= Maui Nui Venison =

Venison producer in Maui, Hawaii

Maui Nui Venison is a venison producer on the island of Maui, Hawaii. The company harvests axis deer, an invasive species in Hawaii, in order to balance the population, and sells the resulting meat. Its night harvesting and field processing system is unique in the world.

== History ==
Maui Nui Venison was founded in 2015 by Jake and Ku‘ulani Muise to address the invasive axis deer problem on Maui by culling them and selling the meat to the public. Axis deer are native to the Indian subcontinent, and were brought to Hawaii in the 1860s, as a gift to the Hawaiian king. The deer are prolific breeders, one of the few deer species able to breed year-round, and have no predators on the island. In large numbers, they cause severe damage to the island's ecosystem. As of 2023, the axis deer population on Maui numbers 50,000 to 60,000, growing at about 30% annually.

Jake Muise was formerly axis deer coordinator for the Big Island Invasive Species Committee. The organization led eradication efforts on Hawaii Island, after the deer, populous on the islands of Molokai, Lānai and Maui, were illegally introduced to the main island in 2009. High tech tracking methods involving camera traps, forward-looking infrared (FLIR), and radio telemetry were used to aid in locating the animals.

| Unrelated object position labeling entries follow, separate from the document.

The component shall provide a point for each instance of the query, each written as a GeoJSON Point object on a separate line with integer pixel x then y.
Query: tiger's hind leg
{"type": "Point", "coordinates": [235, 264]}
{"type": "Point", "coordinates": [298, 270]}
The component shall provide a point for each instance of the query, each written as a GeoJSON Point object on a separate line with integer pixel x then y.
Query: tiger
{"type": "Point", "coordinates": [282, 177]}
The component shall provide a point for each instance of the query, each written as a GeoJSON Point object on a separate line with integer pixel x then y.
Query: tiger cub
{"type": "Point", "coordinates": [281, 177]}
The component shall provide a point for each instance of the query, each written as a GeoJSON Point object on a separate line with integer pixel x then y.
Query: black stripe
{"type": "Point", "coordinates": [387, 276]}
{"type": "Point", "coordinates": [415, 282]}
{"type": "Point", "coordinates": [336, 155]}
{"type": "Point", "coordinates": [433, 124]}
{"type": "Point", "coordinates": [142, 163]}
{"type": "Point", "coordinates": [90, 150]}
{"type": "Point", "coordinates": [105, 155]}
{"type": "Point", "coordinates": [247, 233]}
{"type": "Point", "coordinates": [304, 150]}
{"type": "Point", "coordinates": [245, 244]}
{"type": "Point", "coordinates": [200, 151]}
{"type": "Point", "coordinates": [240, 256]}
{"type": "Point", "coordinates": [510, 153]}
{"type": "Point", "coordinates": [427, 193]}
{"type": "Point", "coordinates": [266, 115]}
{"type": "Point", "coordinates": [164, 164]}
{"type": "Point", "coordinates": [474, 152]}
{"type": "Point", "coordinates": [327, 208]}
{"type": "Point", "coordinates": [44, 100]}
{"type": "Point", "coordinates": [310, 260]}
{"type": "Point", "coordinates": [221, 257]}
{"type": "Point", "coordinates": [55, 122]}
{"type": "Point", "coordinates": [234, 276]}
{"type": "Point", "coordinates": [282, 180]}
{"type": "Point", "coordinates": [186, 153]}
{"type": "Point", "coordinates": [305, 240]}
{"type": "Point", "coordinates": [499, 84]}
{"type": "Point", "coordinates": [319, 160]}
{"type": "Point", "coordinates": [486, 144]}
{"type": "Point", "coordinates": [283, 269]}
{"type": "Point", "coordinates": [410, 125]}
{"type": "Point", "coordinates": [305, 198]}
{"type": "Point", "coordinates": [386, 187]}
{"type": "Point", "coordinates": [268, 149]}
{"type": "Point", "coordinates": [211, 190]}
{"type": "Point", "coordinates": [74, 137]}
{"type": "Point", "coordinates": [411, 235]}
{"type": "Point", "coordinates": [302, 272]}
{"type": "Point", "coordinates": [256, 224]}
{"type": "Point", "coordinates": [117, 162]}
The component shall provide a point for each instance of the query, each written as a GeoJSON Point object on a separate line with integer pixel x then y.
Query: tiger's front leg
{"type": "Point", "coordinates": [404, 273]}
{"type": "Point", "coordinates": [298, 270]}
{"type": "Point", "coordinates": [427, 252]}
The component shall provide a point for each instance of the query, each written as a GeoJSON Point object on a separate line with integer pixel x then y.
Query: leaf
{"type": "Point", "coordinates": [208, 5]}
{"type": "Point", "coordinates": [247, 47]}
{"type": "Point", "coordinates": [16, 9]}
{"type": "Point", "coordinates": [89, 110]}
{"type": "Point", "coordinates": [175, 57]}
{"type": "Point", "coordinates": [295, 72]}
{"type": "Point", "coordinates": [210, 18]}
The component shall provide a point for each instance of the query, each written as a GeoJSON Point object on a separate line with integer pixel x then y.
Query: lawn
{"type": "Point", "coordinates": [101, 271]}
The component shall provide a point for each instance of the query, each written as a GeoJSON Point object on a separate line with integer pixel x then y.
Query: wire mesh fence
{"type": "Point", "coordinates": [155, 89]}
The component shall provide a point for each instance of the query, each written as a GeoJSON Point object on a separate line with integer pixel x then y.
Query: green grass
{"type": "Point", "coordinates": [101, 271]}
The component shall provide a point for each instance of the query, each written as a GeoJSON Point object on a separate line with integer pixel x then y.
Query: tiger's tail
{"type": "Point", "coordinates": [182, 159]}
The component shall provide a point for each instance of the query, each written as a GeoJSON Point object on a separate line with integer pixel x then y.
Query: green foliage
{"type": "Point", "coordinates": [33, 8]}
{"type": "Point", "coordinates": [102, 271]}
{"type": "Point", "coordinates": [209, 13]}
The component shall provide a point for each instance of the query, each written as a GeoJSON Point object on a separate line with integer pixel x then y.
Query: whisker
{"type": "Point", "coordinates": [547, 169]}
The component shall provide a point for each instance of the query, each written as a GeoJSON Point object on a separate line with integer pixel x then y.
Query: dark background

In order to commercially hunt wild deer, Maui Nui Venison had to comply with US Department of Agriculture (USDA) regulations for hunting and processing, and animal and meat inspection. A hunting operation on Molokai, Molokai Wildlife Management, in 2007 became the first in Hawaii to obtain a USDA permit to cull axis deer and sell the USDA-certified meat.

== Operations ==
The company uses FLIR equipment to track the deer at night, and kills, processes and stores the venison in a mobile facility. The intention is to allow the animals to roam wild and unstressed by the hunt, until the moment of death. Following USDA requirements, only headshots are permitted. The hunters carry the carcasses on their backs to the processing facility to avoid ground contamination. Hunting is conducted on privately owned ranches, where the majority of the deer live. To meet U.S. certification requirements, the harvest team is accompanied by a USDA inspector, and each carcass is inspected by a USDA veterinarian. The overall system makes it the only such field operation in the world.

== Products ==
Maui Nui sells the entire animal online, as cuts of meat, bone broth, individual organs, ground meat, jerky, and pet treats. Products are shipped frozen, available within the United States.